Uniform convergence I need an example for sum $$\sum_{1}^{\infty } u_n(x)$$ which converge absolutely and uniformly in [a,b] while the sum $$\sum_{1}^{\infty } \left |u_n(x)  \right |$$ does not converge uniformly in [a,b].
 A: It would suffice to find a sequence of nonnegative functions $(u_n)$ and an interval $[a,b]$ such that 
$\ \ \ $1)  $\sum\limits_{n=0}^\infty u_n$ is convergent on $[a,b]$,
$\ \ \ $2) $\sum\limits_{n=0}^\infty u_n$ is not uniformly convergent on $[a,b]$, 
$\ \ \ $3) $(u_n)$ is a decreasing sequence of nonnegative functions.
and
$\ \ \ $4) $(u_n)$ converges uniformly to the zero function on $[a,b]$.  
For then the series $\sum\limits_{n=0}^\infty(-1)^n u_n(x)$ will converge uniformly  on $[a,b]$. 

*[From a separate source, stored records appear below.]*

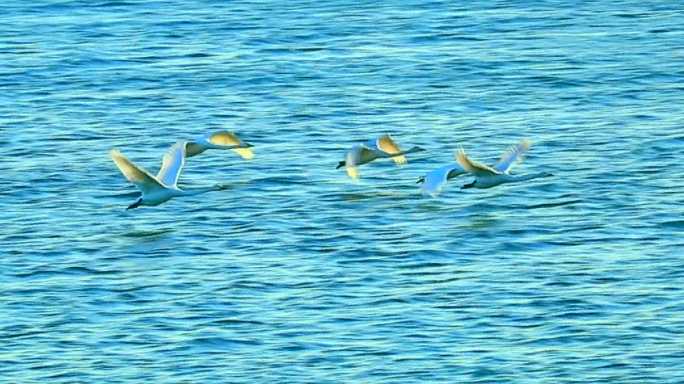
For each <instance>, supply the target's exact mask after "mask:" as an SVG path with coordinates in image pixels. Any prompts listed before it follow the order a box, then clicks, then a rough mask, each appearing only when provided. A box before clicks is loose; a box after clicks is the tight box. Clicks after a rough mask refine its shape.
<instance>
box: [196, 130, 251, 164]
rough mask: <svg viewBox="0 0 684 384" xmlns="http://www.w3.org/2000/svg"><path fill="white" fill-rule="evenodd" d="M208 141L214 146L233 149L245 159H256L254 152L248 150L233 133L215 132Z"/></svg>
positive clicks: (239, 138) (209, 135) (239, 154)
mask: <svg viewBox="0 0 684 384" xmlns="http://www.w3.org/2000/svg"><path fill="white" fill-rule="evenodd" d="M207 141H208V142H209V143H211V144H214V145H219V146H224V147H232V148H230V149H231V150H233V151H234V152H236V153H237V154H238V155H240V156H241V157H242V158H243V159H246V160H248V159H251V158H253V157H254V152H252V150H251V149H250V148H247V147H246V145H247V144H245V142H243V141H242V140H240V138H239V137H237V135H236V134H235V133H233V132H228V131H220V132H214V133H212V134H210V135H209V137H207ZM240 147H243V148H240Z"/></svg>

Indeed, conditions 3) and 4)  guarantee that the series $\sum\limits_{n=0}^\infty(-1)^n u_n(x)$ is Uniformly Cauchy on $[a,b]$. To see this,
set $f_n(x)=(-1)^n u_n(x)$. Then for any $x\in[a,b]$ and for any two nonnegative integers $m$ and $n$ with $m\ge n$, we have by 3) that
$$
|f_n(x)+f_{n+1}(x)+\cdots+ f_m(x)|\le |f_n(x)|.
$$
Now from condition 4) we may make $|f_n(x)|$ uniformly small over $[a,b]$ by taking $n$ sufficiently large. 
   It follows that   $\sum\limits_{n=0}^\infty(-1)^n u_n(x)$ is Uniformly Cauchy, thus uniformly convergent, on $[a,b]$.

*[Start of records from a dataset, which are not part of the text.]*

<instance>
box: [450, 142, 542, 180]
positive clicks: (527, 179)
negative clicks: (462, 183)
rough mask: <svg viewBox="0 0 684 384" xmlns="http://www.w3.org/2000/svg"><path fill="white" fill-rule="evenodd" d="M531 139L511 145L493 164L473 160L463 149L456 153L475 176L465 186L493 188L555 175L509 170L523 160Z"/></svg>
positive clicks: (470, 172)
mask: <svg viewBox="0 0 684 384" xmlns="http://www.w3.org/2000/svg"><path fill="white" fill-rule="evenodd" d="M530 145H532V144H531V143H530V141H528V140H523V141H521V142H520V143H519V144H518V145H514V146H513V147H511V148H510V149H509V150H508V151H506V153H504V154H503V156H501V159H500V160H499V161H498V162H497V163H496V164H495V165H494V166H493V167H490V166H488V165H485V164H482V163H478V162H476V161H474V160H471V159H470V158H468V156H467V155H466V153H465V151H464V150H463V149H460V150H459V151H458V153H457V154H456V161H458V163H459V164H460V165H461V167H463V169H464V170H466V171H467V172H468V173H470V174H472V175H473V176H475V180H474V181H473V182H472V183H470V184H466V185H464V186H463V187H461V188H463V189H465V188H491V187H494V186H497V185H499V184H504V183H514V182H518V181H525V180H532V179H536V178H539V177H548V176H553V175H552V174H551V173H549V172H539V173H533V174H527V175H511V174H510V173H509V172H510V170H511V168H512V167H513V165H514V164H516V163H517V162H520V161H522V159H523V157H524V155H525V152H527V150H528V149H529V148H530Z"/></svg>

One example of   a sequence satisfying the conditions above is given in the comments. 
Another would be given by setting $u_n(x)={x^2\over (1+x^2)^n}$ on the interval $[-1,1]$. (Note, using standard facts of  Geometric series, that the pointwise limit of $(u_n)$ is $f(x)=\cases{1+x^2, & $x\ne0$\cr 0, &$x=0$}$. So $\sum\limits_{n=0}^\infty u_n$ converges on $[-1,1]$, but not uniformly there. Also note that by Bernoulli's inequality, for $x\ne0$ 
$${x^2\over(1+x^2)^n}\le {x^2\over 1+nx^2}={1\over n+(1/x^2)}\le {1\over n};$$ 
The above, together with the fact that  $u_n(0)=0$ for all $n$, shows that condition 4) is satisfied.)